I’ve been spending the weekend expanding Wikipedia Seismograph. Before it used Wikipedia page view spikes to create date-bounded Google News searches, but I added in a bunch of different APIs and functionality.
Now it’s a concept-exploring machine and I’ve barely gotten started adding stuff to it.
I’ve been using Kendrick Lamar as one of my test searches because I’m fascinated by the beef between him and Drake (in my day it was Kool Moe Dee running over LL Cool J’s Kangol hat.)
Instead of just opening a Google News search link, here’s how this version of Wikipedia Seismograph works: after the news results are fetched, they’re displayed locally and sent to an OpenAI call. The call extracts the primary relevant concepts from the news items. This OpenAI call is *supposed* to only supply those concepts which are represented by Wikipedia pages, but OpenAI can’t handle that perfectly no matter how much prompt-tweaking I do. (I didn’t figure this to be a tough ask for AI, but apparently I was wrong.)
I put in a little Wikipedia-search backup to the OpenAI concept call — it keyword-searches Wikipedia for the concept provided and accepts the first result, getting around slightly-misstated or formatted page titles. Happily much of the time this method does work, and when it does you get these lovely detail / search divs for each extracted concept! The left gives you a picture, relationship overview, and official links. The right, a Wikipedia article summary but also a bunch of *very* useful tools.
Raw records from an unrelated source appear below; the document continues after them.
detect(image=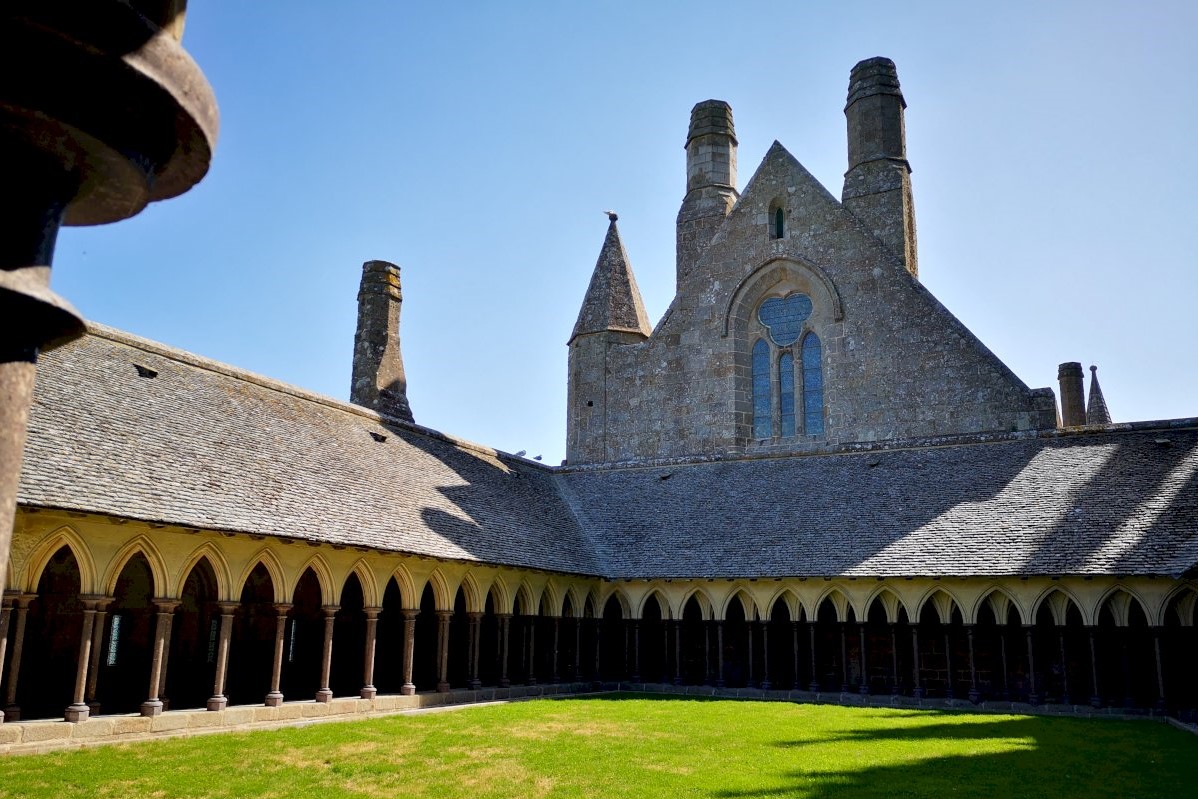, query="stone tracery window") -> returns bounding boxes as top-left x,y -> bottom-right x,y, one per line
752,292 -> 824,440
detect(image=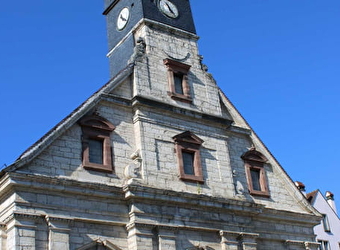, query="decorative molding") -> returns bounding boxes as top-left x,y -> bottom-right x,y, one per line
162,49 -> 191,62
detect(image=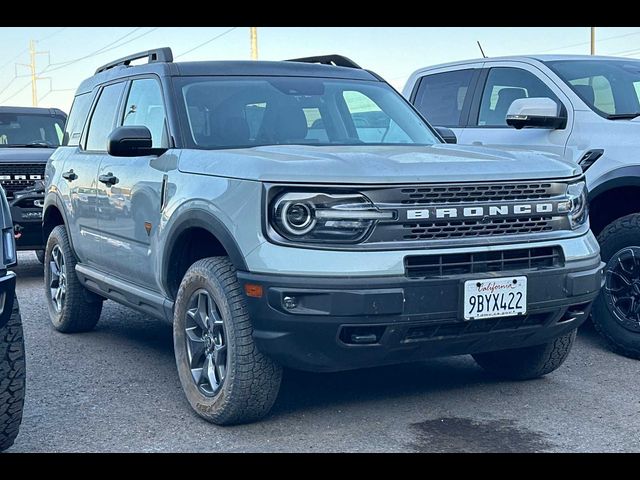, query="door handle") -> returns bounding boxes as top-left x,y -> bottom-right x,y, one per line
98,172 -> 120,186
62,168 -> 78,182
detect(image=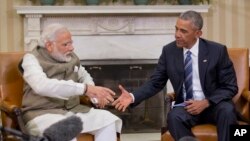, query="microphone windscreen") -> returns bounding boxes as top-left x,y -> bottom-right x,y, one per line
43,116 -> 83,141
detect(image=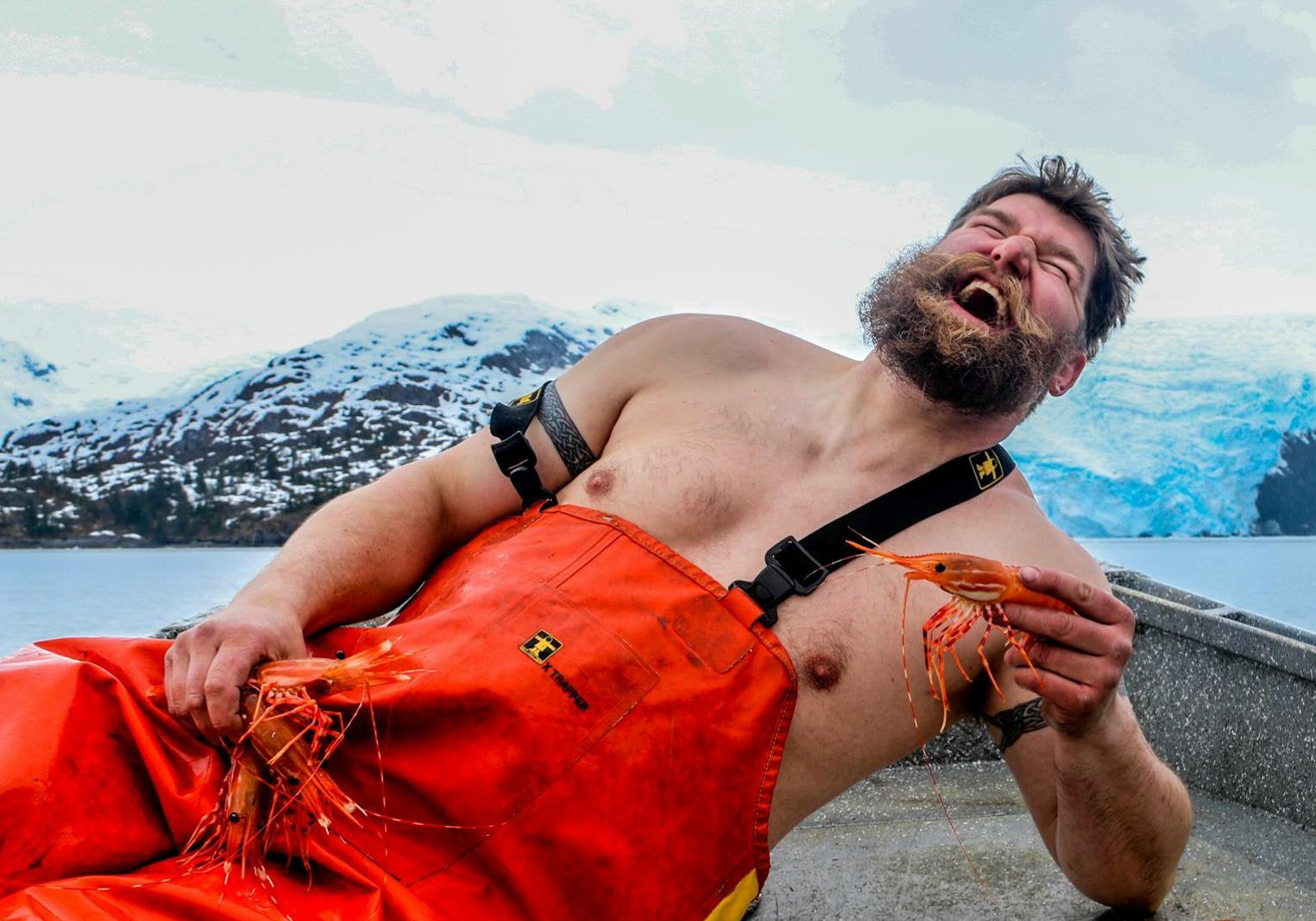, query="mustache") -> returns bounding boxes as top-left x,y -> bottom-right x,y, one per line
910,253 -> 1051,339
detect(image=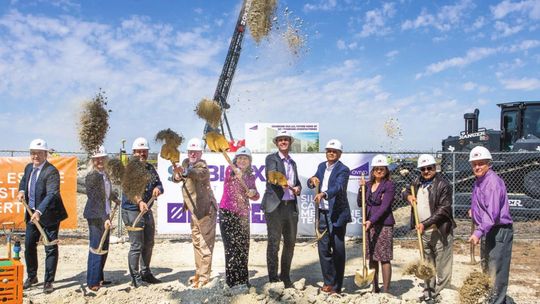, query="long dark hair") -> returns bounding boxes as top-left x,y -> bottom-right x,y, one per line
369,166 -> 390,185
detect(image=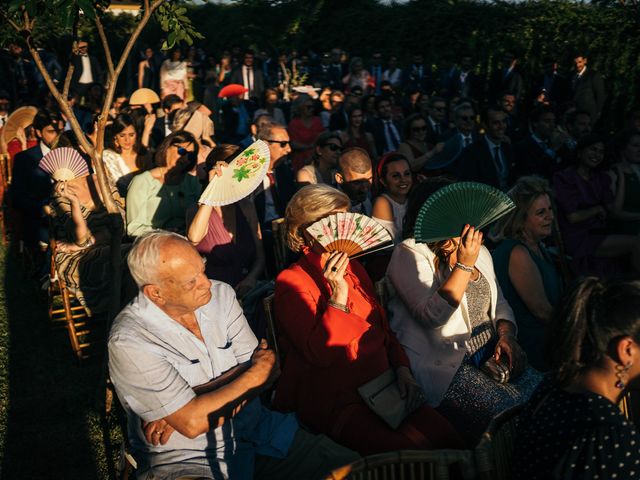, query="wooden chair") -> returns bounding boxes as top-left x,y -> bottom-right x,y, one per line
262,293 -> 283,364
271,218 -> 289,274
474,405 -> 524,480
45,207 -> 101,360
325,450 -> 475,480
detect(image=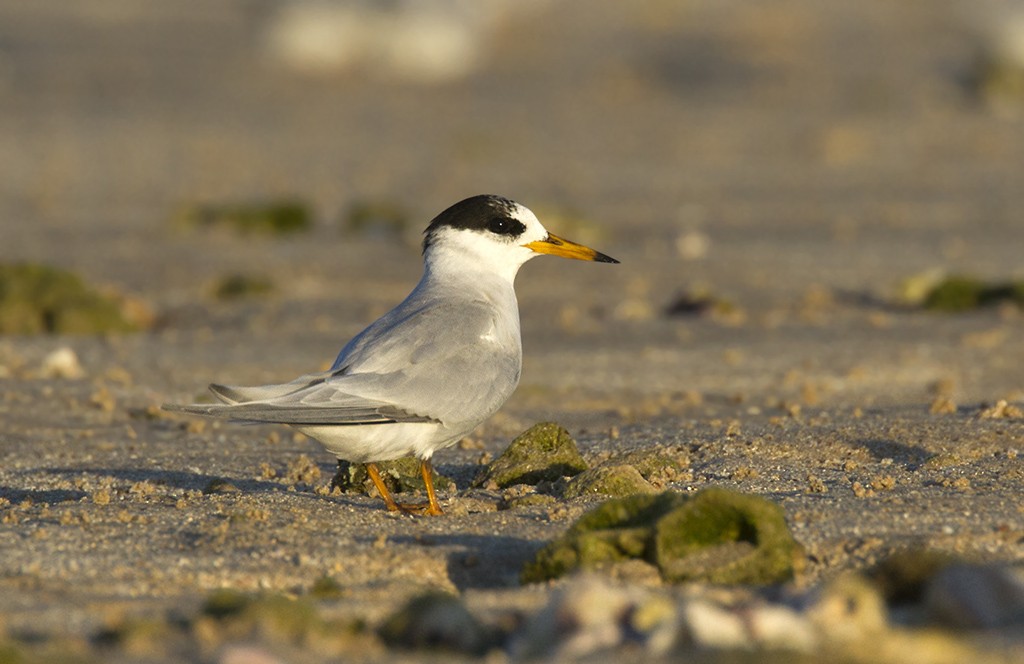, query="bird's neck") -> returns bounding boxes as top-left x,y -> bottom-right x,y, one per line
423,243 -> 521,288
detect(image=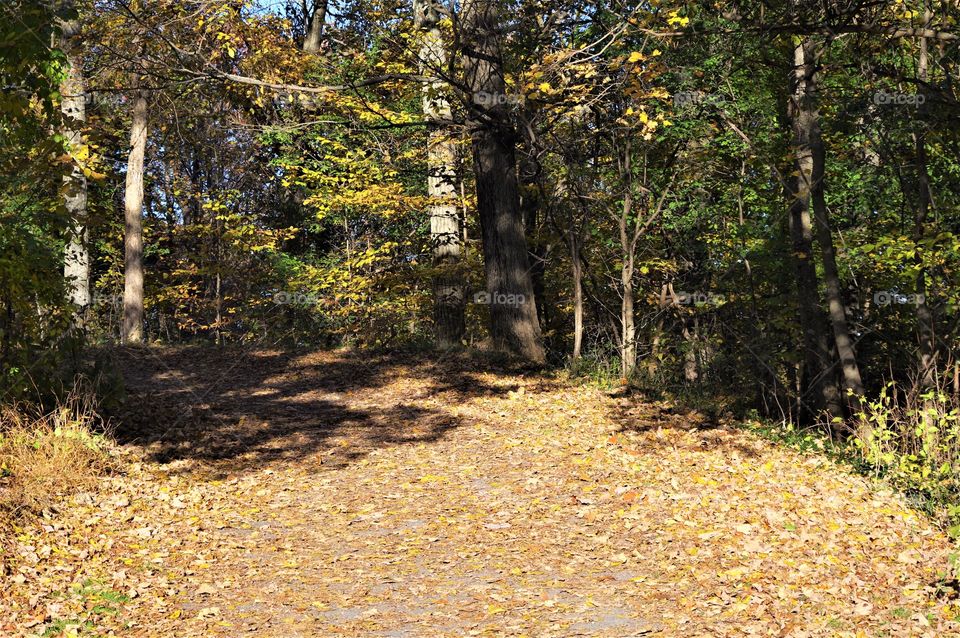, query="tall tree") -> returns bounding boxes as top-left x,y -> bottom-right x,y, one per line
787,42 -> 842,416
795,38 -> 866,409
461,0 -> 546,363
59,0 -> 90,313
414,0 -> 466,347
300,0 -> 328,53
120,88 -> 148,343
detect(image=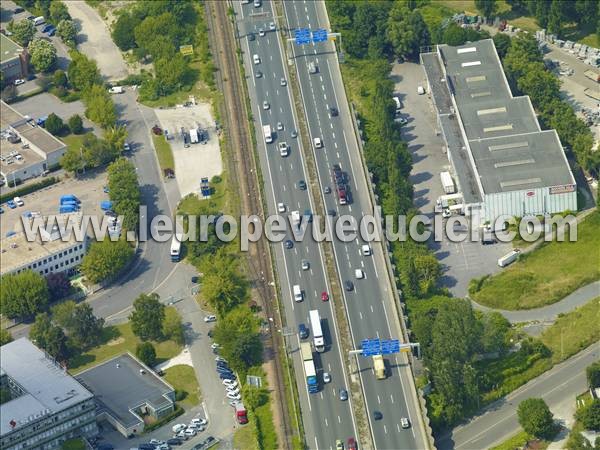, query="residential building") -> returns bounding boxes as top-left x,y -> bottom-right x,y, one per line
0,338 -> 98,450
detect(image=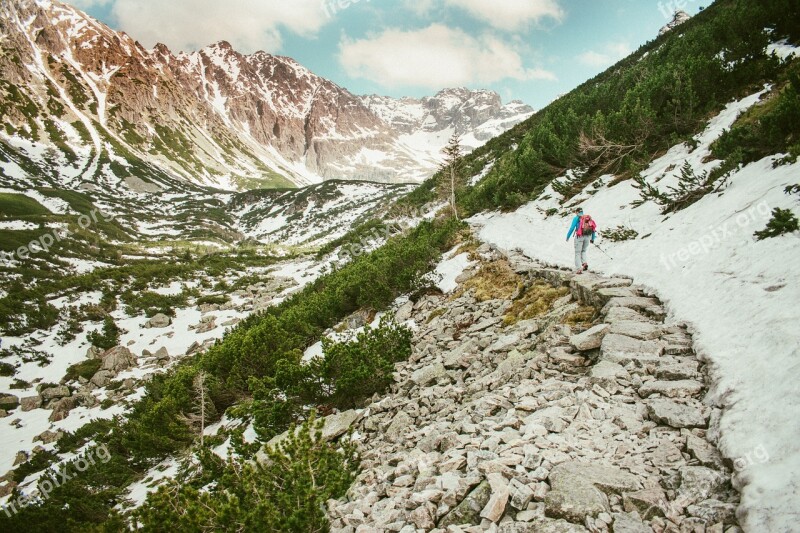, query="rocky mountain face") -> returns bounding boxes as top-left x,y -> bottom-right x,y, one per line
658,10 -> 692,35
0,0 -> 531,189
310,245 -> 739,533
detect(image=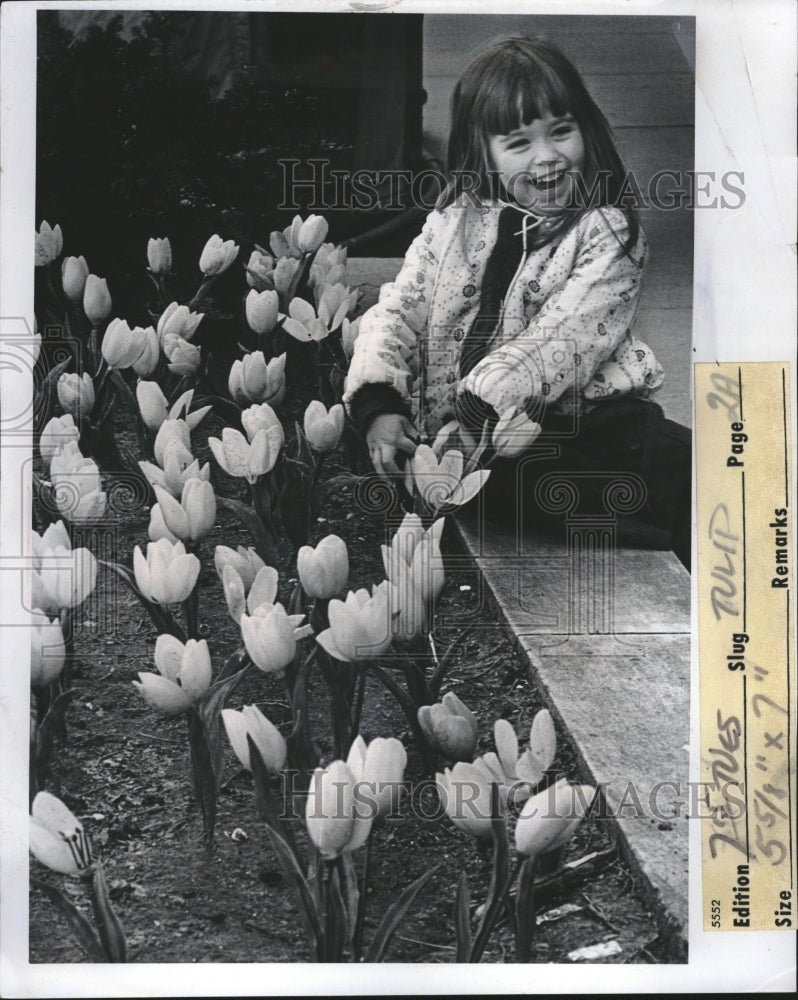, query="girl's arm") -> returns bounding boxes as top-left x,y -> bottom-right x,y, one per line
459,209 -> 662,414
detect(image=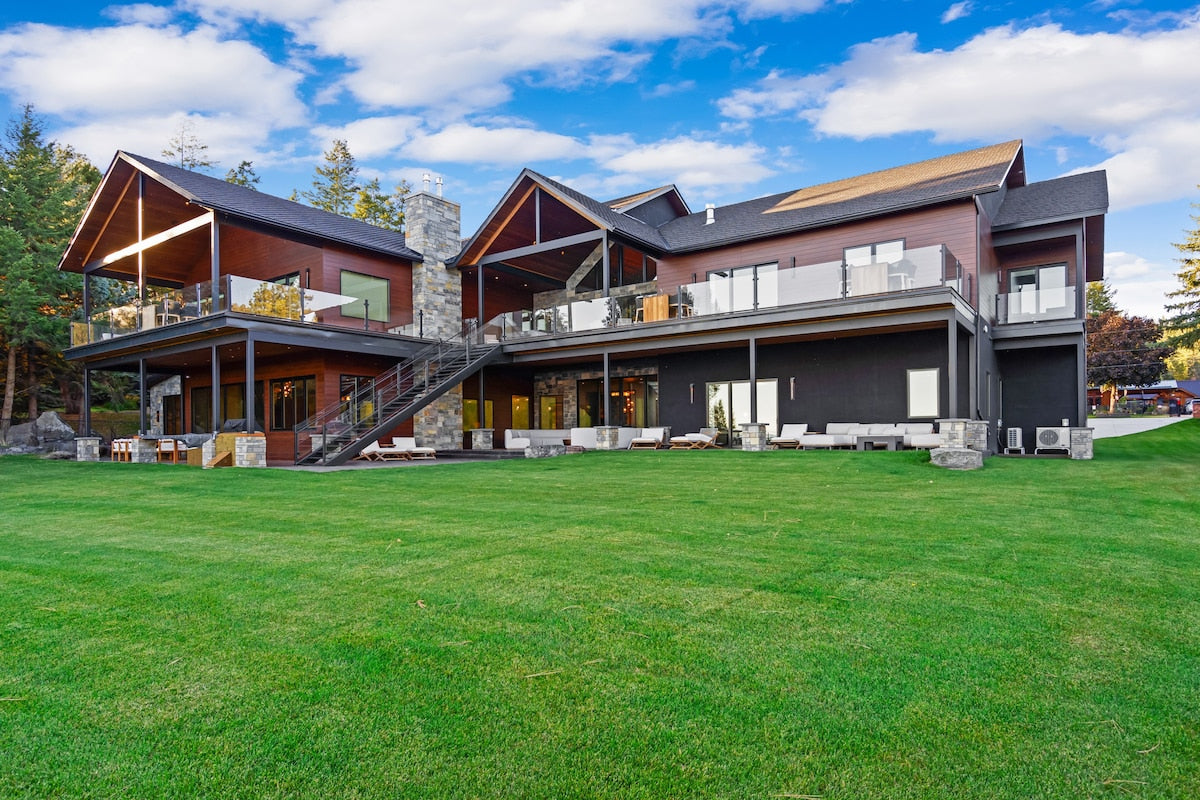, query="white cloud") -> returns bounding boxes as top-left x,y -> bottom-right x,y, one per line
942,0 -> 972,25
719,12 -> 1200,209
313,114 -> 421,160
177,0 -> 828,115
402,122 -> 584,166
104,2 -> 173,25
0,24 -> 306,163
595,137 -> 774,190
1104,251 -> 1180,319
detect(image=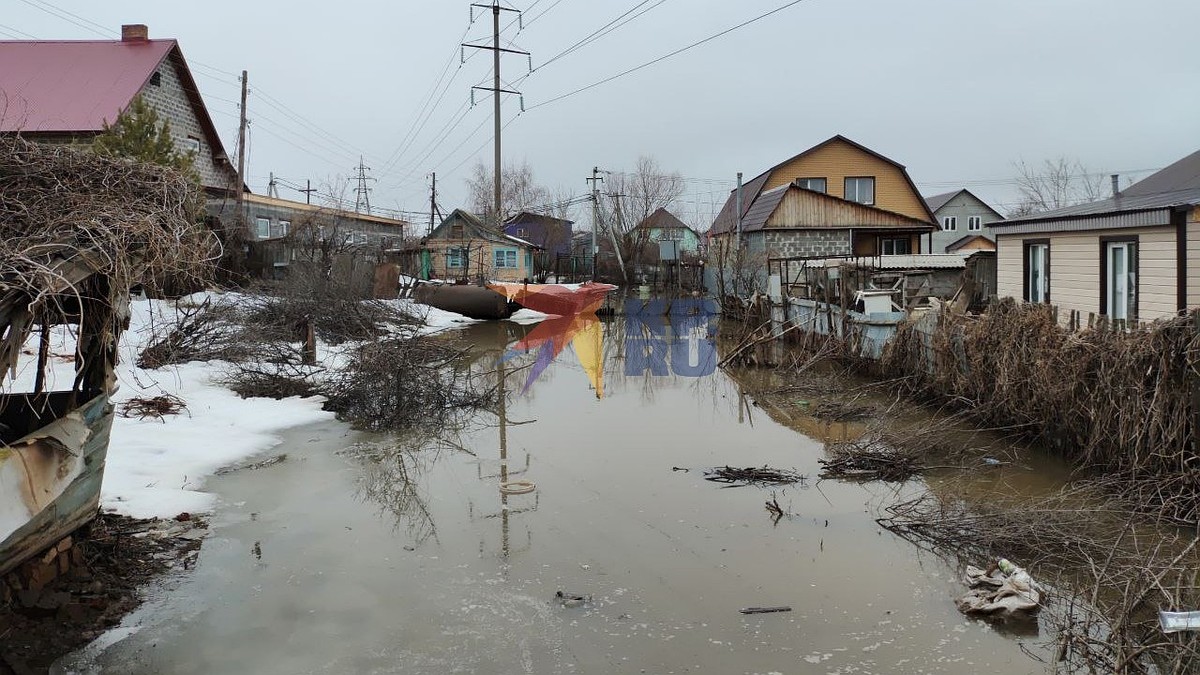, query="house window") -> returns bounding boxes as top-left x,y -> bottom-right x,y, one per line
846,177 -> 875,204
492,249 -> 517,269
1024,239 -> 1050,303
880,237 -> 912,256
796,178 -> 828,192
1100,237 -> 1138,322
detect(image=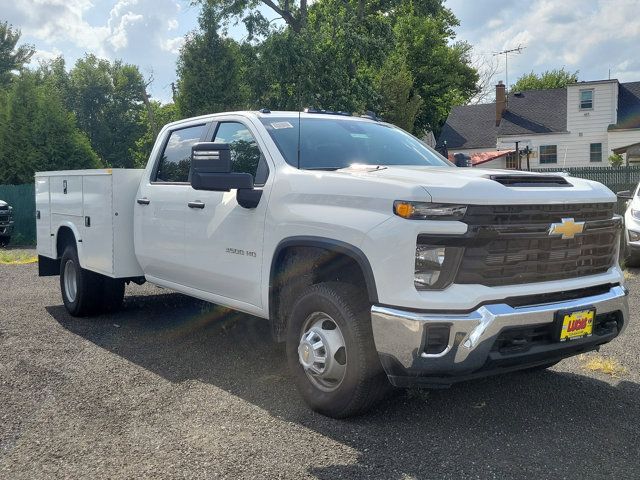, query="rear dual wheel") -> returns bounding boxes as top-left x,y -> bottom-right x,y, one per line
60,245 -> 124,317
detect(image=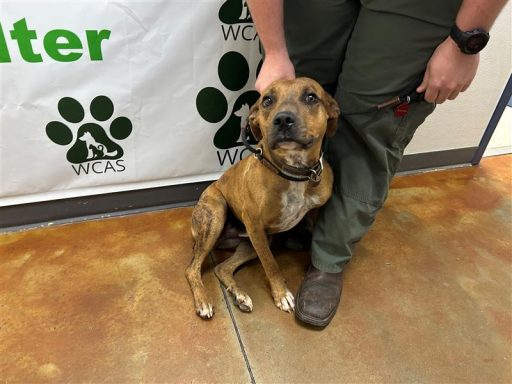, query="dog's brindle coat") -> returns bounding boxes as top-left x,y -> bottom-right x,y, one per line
186,78 -> 339,319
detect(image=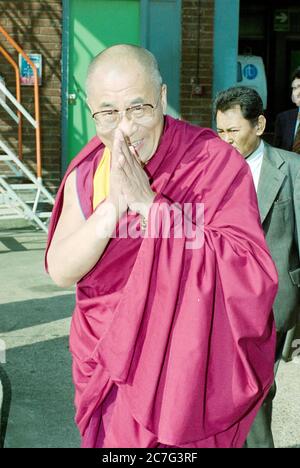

There’s an “Individual Search” section that opens up into two search sections: web and news. The Web search uses a Mojeek API call to offer searches over a variety of time spans, starting with the original dates bracketed on the Seismograph.
The News portion, meanwhile, uses the GNews API to get its results. I’m using a free tier so what I’m getting is pretty limited but on the other hand it is free so I am not complaining at all!
A combined search lets me run queries for both the explored topic and with the original query. Only one result in this case but imagine this with a more-expensive, better apportioned news API.
I know it looks weird that I have separate sections for individual and combined searches instead of putting them all into one place. I wanted to have two separate searches so I could run comparative queries.
Finally, if — after you explore this related concept — you decide this is a topic you want to follow in the future, you have your choice of keyword-based RSS feeds from Bing, Bing News, WordPress, and Google News.
This version of Wikipedia Seismograph has given me a strong tool to explore related concepts when I’m exploring a topic or person from Wikipedia. I’ve still got plenty of things to add, though — Crony Corral or some of the other MegaGladys tools will go PERFECT with this.